"The absence of the big orange You-Know-Who at center stage of American life has changed the mood of the scene from a five-alarm fire to just another day in a collapsing civilization. Texas went medieval after an ice storm took the power down for millions, with ramifications accreting by the hour - especially the countless burst water pipes that will take forever to repair. (How many plumbers are there in San Antonio?) Food went scarce overnight. People died in their cars. The political blowback has barely registered yet, except for Senator Ted Cruz slinking back home from a luxury resort in Cancun, whoops, and Beto O’Rourke shooting his mouth off like a cholo with a Saturday night special at a low-rider parade on Cinco de Mayo.
Covid-19 cases are going down fast across the country. If it actually goes away, imagine the giant hole left in the national narrative.
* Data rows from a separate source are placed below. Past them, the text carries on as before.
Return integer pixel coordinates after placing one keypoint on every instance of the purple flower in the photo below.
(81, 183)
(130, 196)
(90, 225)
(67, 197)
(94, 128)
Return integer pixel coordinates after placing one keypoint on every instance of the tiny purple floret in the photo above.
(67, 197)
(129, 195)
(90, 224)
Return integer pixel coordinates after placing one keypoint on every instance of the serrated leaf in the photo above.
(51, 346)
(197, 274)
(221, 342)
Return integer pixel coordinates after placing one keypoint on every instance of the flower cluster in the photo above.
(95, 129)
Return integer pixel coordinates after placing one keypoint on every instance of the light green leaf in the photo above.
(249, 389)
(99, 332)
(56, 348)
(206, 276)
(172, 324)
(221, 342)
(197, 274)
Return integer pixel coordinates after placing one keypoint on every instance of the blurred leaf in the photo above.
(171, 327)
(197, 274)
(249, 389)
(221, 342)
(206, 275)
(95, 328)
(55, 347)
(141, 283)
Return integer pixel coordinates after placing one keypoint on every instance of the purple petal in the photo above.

No more arguments over lockdowns, kids could go back to school to learn about the scourge of whiteness, and Americans could see each other’s faces again. The “progressives” in power would have to hunt up some new reasons to cancel the bill of rights. That shouldn’t be too difficult for a party adept at making shit up. Right wing extremism would be my bet, even if Antifa and BLM go back to partying in the streets like it’s 2020 when the weather warms up.
What won’t go away is the nation’s fantastic economic mess. In just a few months since Thanksgiving, the financial system has gone through an epic shift, barely noticed by citizens preoccupied with unpaid bills, skipped rents, and empty refrigerators: the stock markets are now based on Bitcoin, which is to say on less than nothing. A whole new dynamic has emerged with publicly-held companies buying the stuff hand-over-fist. An outfit like Tesla, rumored to manufacture electric cars, invested $1.5 billion in the crypto-currency, which has shot up to over $50,000-a-coin in recent weeks. The move was so splendidly shrewd that Tesla’s stock price also shot up, though they don’t make a profit on those cool cars. Of course, $1.5 billion is chump change for the charismatic Elon Musk, whose share of the American GDP can be seen from outer space, like the Great Wall of China.
Other companies are buying Bitcoin on margin, taking advantage of super-low interest rates to make a fast killing. What a great idea! Even better than borrowing to buy back your own company’s stock to jack-up the share value. Don’t be surprised if half of the S & P jumps into the Bitcoin frenzy, bidding it up to six figures. Won’t that do wonders for US productivity and working-class wages? None of that will escape the attention of a “progressive” Congress, which will see a great opportunity to try to compensate for its fiscal profligacy by passing new taxes on “excess wealth” or “windfall profits.” Then, watch the rush-to-the-exits by shareholders in those companies that loaded up on Bitcoin, aggravated by the margin calls on the dough they borrowed to buy the stuff… as well as Bitcoin itself plummeting back to its actual true value: around zero.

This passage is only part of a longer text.